I think wellbeing is sewn into every garment of The Fabric Social – not just wellbeing for the women producers and their families, but also the wellbeing of the environment and wellbeing of the consumers who buy products that are ethical and make a positive impact. This is reflected in the clothing because every garment of The Fabric Social has the name of the individual weaver of that fabric on the tag – it’s a constant reminder that The Fabric Social is a collective of women working to advance the ultimate wellbeing of women globally.
What’s the biggest challenge you’ve faced as an entrepreneur and how did you overcome it to reach success?
Challenges come thick and fast for us constantly and because we are a small enterprise, ultimately every challenge has the potential to break us. So I would answer this question by saying that the solution is always to work together. There's been no problem so big that myself, my co-founders, and our team of volunteer consultants haven’t been able to solve by working together and sharing the load. We’ve been broke, flush with cash, broke again, stuck at customs, delayed, and rained out during the monsoon season many a time – I guess the way we deal with it is just to persevere.
We’ve had lots of highlights including global finalist in the UN Women Singapore & Mastercard Project Inspire and winning a Macquarie Bank Kickstarter Competition. Enjoying the high points of being recognized from the outside is definitely crucial to maintaining stamina over the darker times. Celebrate every win, big or small.
What advice do you have for others who have a big dream to follow their passions and make a difference?
1. Take a chance. Entrepreneurship is very risky, and social enterprise is new and risky, so if you spent your time calculating the chances of success then no one would ever do it, ever.
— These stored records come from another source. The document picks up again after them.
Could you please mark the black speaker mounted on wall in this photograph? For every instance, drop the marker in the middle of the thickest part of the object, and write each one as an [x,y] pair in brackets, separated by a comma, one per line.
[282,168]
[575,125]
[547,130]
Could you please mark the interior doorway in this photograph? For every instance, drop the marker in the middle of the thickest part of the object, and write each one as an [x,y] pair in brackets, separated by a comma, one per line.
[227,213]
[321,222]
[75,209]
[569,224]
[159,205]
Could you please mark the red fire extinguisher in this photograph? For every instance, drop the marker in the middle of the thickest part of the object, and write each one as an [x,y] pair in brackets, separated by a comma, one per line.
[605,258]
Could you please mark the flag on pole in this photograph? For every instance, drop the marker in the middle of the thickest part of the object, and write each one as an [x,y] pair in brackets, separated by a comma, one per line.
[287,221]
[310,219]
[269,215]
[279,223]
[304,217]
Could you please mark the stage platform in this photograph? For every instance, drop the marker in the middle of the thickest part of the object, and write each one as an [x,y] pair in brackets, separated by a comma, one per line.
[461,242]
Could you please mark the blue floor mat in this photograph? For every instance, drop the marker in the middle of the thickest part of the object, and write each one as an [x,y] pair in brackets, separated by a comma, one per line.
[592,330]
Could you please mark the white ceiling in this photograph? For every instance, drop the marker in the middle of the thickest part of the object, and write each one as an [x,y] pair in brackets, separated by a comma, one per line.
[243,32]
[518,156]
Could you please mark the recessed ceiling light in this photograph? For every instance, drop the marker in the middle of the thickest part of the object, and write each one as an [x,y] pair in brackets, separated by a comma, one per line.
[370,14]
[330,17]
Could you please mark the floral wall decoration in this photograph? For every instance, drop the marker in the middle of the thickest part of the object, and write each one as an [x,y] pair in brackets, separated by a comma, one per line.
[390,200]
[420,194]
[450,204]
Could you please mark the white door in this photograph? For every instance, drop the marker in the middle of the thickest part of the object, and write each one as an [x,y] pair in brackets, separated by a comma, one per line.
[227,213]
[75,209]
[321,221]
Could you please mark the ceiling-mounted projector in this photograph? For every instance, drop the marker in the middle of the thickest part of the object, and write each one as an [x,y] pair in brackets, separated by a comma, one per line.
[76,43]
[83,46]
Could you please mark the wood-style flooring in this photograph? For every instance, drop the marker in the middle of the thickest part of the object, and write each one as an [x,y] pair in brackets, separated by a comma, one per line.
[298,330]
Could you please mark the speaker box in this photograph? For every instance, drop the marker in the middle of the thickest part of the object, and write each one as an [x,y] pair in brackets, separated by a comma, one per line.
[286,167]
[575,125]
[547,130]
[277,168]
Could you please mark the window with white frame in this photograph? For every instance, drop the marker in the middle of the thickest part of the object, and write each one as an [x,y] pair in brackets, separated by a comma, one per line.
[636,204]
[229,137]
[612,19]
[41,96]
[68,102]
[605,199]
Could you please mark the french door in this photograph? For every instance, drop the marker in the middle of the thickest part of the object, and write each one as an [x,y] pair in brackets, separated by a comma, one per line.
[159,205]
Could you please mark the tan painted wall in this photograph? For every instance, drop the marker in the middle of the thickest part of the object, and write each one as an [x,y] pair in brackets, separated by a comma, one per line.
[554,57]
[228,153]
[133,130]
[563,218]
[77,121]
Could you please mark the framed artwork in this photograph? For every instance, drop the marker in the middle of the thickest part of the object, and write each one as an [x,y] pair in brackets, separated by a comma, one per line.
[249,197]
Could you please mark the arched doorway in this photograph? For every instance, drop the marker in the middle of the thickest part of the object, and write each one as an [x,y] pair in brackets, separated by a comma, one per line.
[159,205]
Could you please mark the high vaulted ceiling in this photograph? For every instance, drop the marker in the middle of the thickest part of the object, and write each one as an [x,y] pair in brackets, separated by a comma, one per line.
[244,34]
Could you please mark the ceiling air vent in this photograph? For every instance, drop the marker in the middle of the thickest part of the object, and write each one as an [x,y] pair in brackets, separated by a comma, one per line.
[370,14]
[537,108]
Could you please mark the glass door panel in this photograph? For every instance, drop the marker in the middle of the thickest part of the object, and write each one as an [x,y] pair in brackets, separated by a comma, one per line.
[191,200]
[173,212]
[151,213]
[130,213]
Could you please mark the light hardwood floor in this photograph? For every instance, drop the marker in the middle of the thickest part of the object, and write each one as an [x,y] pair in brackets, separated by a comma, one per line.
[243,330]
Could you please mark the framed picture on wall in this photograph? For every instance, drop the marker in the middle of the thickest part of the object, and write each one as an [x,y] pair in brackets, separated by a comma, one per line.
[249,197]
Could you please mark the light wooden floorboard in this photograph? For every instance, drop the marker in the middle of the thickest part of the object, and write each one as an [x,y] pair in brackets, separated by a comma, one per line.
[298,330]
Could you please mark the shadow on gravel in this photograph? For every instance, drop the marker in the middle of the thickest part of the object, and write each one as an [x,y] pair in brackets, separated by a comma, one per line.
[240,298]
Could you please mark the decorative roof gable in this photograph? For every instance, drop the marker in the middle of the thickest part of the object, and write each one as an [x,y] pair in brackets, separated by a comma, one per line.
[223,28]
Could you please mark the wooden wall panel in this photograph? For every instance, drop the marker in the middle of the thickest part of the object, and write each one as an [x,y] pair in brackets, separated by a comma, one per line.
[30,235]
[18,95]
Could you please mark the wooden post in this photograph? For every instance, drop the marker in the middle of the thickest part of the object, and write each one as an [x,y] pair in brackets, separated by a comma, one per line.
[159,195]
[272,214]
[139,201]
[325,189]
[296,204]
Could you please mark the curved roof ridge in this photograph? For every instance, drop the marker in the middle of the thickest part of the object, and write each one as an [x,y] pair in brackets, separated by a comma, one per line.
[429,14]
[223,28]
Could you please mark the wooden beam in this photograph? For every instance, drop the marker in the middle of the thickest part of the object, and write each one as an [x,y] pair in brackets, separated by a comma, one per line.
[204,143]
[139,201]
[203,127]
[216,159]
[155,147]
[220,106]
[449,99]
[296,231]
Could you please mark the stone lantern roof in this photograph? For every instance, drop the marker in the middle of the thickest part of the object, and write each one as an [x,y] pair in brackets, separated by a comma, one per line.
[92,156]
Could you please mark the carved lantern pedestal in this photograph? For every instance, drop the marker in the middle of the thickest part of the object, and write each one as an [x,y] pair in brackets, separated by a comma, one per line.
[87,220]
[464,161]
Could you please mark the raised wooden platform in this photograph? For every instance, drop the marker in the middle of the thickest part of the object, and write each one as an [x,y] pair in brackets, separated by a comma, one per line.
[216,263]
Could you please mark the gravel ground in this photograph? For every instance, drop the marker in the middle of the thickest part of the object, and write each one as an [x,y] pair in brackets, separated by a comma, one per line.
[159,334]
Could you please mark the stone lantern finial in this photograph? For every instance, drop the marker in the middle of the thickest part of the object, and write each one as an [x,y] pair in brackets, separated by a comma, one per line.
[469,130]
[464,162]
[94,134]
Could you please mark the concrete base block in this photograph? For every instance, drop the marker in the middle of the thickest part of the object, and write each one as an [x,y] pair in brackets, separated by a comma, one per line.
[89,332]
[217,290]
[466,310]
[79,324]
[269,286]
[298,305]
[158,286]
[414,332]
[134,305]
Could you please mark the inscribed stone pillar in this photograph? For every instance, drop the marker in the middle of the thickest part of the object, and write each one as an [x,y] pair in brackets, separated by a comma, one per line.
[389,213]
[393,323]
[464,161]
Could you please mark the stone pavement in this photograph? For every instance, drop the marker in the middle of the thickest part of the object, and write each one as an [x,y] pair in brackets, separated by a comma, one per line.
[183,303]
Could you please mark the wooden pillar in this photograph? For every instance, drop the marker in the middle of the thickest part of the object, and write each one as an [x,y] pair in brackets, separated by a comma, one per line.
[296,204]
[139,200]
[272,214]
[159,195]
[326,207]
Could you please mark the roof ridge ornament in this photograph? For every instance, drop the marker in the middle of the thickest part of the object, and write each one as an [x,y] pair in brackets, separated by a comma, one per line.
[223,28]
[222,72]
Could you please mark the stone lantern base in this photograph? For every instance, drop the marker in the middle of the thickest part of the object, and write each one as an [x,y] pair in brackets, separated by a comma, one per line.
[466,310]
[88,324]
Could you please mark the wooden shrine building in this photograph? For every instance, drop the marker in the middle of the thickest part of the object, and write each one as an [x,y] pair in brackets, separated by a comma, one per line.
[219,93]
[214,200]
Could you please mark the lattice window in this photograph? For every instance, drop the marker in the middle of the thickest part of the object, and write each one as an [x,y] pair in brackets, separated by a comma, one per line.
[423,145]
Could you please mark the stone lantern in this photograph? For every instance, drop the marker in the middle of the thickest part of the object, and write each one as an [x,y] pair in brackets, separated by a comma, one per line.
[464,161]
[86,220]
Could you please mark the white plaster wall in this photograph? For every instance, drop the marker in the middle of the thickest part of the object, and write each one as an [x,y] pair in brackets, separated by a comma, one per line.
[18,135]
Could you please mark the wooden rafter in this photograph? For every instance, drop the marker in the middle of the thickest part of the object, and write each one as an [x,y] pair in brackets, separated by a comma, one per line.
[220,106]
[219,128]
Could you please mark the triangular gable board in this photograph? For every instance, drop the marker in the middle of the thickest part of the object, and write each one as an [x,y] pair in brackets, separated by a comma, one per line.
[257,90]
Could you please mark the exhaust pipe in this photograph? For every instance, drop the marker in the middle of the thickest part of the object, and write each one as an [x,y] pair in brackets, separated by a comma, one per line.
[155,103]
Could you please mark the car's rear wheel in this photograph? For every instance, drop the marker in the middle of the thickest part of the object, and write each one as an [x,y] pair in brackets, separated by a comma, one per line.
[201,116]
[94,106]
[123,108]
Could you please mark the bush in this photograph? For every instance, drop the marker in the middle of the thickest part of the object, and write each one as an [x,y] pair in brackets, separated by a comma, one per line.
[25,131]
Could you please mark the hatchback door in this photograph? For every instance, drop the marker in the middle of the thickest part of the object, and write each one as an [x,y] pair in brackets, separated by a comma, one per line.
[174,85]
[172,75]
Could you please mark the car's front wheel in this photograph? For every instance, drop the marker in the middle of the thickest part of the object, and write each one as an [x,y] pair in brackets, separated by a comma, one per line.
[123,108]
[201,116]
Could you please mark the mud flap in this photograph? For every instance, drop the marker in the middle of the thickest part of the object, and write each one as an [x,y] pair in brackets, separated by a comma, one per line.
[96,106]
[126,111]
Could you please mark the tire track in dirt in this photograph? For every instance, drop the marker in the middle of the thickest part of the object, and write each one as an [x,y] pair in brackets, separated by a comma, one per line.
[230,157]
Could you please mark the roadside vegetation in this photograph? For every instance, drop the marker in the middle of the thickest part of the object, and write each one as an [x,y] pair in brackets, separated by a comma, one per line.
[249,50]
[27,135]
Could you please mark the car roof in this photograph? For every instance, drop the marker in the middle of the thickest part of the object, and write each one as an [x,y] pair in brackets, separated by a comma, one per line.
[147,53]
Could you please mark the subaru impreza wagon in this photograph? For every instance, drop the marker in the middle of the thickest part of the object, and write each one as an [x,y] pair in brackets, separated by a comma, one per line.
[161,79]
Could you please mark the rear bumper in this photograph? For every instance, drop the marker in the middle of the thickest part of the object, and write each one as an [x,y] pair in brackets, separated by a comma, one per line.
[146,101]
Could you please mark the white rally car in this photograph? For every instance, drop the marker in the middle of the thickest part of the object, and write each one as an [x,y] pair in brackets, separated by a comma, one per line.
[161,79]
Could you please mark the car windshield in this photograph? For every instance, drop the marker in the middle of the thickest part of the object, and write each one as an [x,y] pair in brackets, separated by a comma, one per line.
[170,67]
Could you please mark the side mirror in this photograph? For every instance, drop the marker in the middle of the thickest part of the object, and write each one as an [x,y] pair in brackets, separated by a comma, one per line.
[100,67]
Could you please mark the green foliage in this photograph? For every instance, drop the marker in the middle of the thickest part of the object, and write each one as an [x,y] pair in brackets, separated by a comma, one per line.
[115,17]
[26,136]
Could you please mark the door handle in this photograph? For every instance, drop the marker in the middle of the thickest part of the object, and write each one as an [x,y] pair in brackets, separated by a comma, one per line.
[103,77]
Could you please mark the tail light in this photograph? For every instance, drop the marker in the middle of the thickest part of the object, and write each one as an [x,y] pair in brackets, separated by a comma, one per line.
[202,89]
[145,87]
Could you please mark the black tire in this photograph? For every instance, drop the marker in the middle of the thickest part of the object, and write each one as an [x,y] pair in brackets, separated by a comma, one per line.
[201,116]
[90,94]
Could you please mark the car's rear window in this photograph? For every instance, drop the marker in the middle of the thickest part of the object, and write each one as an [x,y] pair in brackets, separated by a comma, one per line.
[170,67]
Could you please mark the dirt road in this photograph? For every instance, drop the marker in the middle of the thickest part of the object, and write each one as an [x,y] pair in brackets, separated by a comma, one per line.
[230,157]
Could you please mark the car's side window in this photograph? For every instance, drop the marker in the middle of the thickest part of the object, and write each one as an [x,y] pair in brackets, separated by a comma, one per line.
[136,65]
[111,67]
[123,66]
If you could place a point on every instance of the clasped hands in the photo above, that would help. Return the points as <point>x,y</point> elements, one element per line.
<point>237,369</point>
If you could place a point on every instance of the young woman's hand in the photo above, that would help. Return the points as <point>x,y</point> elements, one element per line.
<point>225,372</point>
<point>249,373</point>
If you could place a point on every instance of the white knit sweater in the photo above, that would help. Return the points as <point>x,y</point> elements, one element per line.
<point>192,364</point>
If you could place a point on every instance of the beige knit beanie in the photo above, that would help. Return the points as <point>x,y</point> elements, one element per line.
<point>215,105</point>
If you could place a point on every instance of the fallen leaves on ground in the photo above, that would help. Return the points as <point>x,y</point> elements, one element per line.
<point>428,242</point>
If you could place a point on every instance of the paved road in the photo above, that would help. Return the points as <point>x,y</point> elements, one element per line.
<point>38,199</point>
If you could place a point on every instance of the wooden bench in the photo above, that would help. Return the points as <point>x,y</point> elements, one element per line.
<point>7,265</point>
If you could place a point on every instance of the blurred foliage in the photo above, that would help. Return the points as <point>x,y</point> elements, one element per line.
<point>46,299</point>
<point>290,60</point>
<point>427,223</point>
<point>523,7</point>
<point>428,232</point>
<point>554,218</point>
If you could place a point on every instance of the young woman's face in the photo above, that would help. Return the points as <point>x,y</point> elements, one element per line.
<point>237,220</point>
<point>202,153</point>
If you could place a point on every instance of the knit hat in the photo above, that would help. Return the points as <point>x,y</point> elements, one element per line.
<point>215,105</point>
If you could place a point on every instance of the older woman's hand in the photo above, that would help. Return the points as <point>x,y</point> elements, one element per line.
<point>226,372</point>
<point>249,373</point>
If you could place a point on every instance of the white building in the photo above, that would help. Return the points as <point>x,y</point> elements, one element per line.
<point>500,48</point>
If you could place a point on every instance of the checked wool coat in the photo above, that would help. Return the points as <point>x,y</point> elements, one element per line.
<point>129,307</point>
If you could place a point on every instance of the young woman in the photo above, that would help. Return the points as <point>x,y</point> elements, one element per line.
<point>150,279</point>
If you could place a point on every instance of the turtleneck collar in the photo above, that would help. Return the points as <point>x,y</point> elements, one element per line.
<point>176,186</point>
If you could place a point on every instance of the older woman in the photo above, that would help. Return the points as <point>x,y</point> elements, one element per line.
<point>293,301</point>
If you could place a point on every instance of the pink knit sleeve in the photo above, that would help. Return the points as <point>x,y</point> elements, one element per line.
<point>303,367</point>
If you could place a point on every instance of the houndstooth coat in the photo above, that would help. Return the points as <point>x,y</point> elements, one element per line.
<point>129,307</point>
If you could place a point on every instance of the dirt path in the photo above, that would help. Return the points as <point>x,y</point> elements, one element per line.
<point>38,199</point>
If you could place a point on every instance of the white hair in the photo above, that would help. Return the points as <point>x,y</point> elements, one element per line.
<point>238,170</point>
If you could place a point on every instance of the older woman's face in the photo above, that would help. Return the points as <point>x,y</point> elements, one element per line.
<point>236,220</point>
2. Don’t wait for a bunch of money to land in your lap, because capital doesn’t provide you with automatic security or longevity for your project. Start poor and it will make you more creative in your problem solving. Raise your own money, crowdfund, win competitions etc., and then prove your concept before expecting others to get behind it. I say this because the co-founders have been working on The Fabric Social for two years and we haven’t drawn a wage (yet), but so far we’ve been sustaining ourselves and pumping every cent back into the project, social impact, and product development. Our shit ideas have failed regardless of whether they were well funded or not, and our best ideas have flourished out of the same predicament.
What does the future hold for The Fabric Social?
Ultimately we want to replicate and scale our project to create a conscious design label that works with women affected by conflict across the globe. I believe that one big project simply can’t have the same social impact that 1000 smaller ones can – so we see The Fabric Social in the future as a collective of women producers around the world making beautiful products for people who want a kinder world.